‘State misread MoEF letter, don’t blame us’
The controversial Adarsh society in Cuffe Parade has demanded that the 31-storey building be considered for a post-facto [with retrospective effect] sanction from the Ministry of Environment and Forests (MoEF).mumbai Updated: Apr 29, 2011 01:38 IST
The controversial Adarsh society in Cuffe Parade has demanded that the 31-storey building be considered for a post-facto [with retrospective effect] sanction from the Ministry of Environment and Forests (MoEF).
Arguing in the Bombay high court on the petition filed by the society challenging the January 16 MoEF demolition order on the building, lawyer Mukul Rohatgi said, “We cannot be blamed if the state government misread MoEF’s reply to the state urban development department’s letter seeking a no-objection certificate for Adarsh and granted us all permissions and sanctions treating it as an NOC from MoEF.”
In such a situation we cannot be treated as the biggest culprits in Mumbai, Rohatgi said. He said the MoEF had found two flaws in the Adarsh case – that the society did not route the proposal through the Maharashtra Coastal Zone Management Authority (MCZMA) and utilised more FSI than permitted.
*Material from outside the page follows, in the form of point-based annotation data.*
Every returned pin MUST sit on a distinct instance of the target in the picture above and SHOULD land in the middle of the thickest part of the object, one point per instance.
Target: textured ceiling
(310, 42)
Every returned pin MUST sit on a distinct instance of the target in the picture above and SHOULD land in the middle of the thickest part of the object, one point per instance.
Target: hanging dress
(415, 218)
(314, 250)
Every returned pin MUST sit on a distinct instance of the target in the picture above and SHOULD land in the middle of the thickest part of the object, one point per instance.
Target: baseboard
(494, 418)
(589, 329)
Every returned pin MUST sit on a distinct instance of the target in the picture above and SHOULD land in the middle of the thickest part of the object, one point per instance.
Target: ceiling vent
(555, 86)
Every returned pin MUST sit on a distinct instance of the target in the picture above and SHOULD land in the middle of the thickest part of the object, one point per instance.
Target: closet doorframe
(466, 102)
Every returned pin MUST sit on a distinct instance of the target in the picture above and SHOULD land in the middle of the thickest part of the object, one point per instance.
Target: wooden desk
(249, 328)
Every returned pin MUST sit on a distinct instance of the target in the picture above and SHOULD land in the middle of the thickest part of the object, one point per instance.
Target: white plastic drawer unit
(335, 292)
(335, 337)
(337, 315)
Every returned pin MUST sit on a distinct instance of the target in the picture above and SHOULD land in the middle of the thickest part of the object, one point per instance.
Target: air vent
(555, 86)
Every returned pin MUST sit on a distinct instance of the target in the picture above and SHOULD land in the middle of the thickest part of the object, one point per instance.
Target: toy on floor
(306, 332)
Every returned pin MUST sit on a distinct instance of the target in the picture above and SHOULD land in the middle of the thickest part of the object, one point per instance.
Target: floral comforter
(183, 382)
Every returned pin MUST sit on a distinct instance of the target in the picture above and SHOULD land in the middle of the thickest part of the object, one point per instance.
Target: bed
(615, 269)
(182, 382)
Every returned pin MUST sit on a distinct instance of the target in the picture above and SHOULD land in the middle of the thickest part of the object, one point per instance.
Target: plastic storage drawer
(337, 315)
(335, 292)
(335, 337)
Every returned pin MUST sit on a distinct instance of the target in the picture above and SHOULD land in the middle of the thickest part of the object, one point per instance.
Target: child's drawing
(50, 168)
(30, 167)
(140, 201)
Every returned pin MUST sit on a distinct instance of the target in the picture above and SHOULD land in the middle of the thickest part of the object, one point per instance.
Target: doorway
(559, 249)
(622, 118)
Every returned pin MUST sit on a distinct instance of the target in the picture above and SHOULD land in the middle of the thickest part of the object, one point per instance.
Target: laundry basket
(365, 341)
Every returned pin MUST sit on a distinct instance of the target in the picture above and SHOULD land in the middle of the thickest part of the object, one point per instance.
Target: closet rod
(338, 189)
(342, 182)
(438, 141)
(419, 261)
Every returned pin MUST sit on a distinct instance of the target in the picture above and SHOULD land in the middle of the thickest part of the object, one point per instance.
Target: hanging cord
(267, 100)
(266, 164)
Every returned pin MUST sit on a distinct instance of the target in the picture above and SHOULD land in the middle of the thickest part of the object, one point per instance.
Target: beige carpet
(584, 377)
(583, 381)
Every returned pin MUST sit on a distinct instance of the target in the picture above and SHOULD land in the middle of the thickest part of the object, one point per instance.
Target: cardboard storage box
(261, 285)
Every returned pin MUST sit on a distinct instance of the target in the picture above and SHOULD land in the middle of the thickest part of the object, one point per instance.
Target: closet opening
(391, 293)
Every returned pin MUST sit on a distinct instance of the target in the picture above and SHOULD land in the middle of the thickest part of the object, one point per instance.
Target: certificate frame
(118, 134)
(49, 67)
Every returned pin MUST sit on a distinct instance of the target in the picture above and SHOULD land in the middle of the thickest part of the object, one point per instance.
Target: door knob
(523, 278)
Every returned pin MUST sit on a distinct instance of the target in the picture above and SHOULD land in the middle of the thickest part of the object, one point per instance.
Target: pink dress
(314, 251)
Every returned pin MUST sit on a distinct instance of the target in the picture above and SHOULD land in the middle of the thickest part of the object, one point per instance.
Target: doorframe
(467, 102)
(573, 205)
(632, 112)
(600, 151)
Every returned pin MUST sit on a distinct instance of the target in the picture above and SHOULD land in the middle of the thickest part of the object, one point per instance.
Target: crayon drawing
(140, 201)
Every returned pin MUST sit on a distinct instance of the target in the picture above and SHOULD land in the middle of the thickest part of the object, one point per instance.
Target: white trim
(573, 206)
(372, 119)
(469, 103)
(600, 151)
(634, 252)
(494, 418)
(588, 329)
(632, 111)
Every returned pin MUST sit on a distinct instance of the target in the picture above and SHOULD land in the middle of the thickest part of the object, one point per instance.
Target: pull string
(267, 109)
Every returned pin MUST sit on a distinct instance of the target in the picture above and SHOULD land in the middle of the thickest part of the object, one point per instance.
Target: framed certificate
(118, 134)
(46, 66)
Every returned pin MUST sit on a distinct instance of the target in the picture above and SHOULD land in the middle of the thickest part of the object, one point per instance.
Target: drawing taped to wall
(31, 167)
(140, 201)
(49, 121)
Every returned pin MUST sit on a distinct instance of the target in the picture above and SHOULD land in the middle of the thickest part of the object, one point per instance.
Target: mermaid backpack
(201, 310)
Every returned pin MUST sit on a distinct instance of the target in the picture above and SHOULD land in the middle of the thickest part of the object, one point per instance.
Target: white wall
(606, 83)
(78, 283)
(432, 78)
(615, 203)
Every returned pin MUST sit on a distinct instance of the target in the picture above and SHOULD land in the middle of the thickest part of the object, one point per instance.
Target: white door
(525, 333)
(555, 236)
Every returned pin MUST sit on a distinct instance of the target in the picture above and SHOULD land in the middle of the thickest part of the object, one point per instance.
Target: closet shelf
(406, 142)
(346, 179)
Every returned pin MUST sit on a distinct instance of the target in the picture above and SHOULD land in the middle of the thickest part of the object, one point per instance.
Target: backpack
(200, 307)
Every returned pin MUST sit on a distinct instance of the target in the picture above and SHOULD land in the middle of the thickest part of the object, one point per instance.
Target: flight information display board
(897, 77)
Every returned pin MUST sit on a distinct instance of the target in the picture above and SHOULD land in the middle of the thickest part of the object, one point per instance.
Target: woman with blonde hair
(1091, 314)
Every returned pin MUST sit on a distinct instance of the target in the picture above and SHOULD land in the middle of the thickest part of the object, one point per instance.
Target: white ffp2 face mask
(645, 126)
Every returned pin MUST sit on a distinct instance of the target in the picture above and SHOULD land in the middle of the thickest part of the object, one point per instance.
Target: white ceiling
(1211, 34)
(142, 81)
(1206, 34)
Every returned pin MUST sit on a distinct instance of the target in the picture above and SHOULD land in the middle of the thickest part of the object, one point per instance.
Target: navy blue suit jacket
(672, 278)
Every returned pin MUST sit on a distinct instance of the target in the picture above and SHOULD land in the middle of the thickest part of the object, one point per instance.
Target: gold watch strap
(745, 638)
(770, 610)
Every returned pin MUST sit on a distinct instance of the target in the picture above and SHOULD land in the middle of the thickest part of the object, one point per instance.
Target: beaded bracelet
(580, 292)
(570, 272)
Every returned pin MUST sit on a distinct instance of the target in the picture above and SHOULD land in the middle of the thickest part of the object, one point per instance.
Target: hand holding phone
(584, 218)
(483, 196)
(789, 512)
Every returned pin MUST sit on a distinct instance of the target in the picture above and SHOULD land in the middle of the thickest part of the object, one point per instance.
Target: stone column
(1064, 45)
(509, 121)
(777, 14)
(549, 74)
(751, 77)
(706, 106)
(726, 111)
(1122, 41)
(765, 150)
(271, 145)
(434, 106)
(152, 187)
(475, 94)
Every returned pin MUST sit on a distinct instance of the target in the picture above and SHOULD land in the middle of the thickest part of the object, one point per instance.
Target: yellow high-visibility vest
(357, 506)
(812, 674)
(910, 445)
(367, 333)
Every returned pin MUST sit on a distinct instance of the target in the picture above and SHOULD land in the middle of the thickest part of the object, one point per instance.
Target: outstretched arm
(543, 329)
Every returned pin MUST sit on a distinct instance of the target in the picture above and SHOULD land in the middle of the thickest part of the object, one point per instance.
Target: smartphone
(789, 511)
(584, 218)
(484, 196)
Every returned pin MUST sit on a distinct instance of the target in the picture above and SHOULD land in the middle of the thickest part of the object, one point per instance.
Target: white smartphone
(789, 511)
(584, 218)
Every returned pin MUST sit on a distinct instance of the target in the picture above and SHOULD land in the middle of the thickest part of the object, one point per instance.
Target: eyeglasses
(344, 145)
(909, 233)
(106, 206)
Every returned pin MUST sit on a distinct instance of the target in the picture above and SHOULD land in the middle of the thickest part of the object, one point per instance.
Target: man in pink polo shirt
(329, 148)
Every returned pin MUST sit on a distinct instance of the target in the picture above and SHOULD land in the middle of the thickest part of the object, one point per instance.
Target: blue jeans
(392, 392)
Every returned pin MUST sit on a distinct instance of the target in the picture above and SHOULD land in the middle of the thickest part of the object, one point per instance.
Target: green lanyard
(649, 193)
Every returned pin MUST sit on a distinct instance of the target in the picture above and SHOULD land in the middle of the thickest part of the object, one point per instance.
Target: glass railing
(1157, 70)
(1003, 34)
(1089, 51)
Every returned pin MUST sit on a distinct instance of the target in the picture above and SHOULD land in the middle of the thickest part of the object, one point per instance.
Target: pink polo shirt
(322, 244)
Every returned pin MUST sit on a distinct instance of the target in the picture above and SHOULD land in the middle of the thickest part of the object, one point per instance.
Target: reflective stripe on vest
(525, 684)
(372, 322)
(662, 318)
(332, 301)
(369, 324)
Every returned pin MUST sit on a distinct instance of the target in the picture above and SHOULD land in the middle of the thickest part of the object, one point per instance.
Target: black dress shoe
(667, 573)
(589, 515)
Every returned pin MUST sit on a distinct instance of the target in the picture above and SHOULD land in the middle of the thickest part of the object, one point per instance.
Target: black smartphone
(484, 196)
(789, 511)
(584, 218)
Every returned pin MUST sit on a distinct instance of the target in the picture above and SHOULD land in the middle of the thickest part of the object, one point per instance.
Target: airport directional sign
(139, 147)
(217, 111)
Regarding questions about utilisation of FSI, Rohatgi said that in accordance with an apex court verdict, being in CRZ-II the society was entitled to FSI of 3.5 and not 1.33 as cited by MoEF. According to him, even if the FSI of the adjacent BEST plot was deducted, there could not be any FSI violation.
While speaking about the second flaw, Rohatgi said the MCZMA could still consider the society’s proposal for a post-facto sanction. “Bring MCZMA into the loop now, ask them to examine our proposal for post-facto sanction,” Rohatgi said.
In October 2002, UDD had addressed a letter to MoEF seeking an NOC for Adarsh stating development was permissible under CRZ-II. MoEF had replied to it a year later stating that powers regarding CRZ-II were delegated to the sate government.
Rohatgi claimed that accordingly the state had granted Adarsh permission for going ahead with the high-rise. Merely because there is no document with the word “NOC”, the building cannot be ordered to be demolished, he said.
He further clarified that the society was not seeking any sympathy from the court, as its case involved no illegality.
The final arguments on the petition will continue on Monday.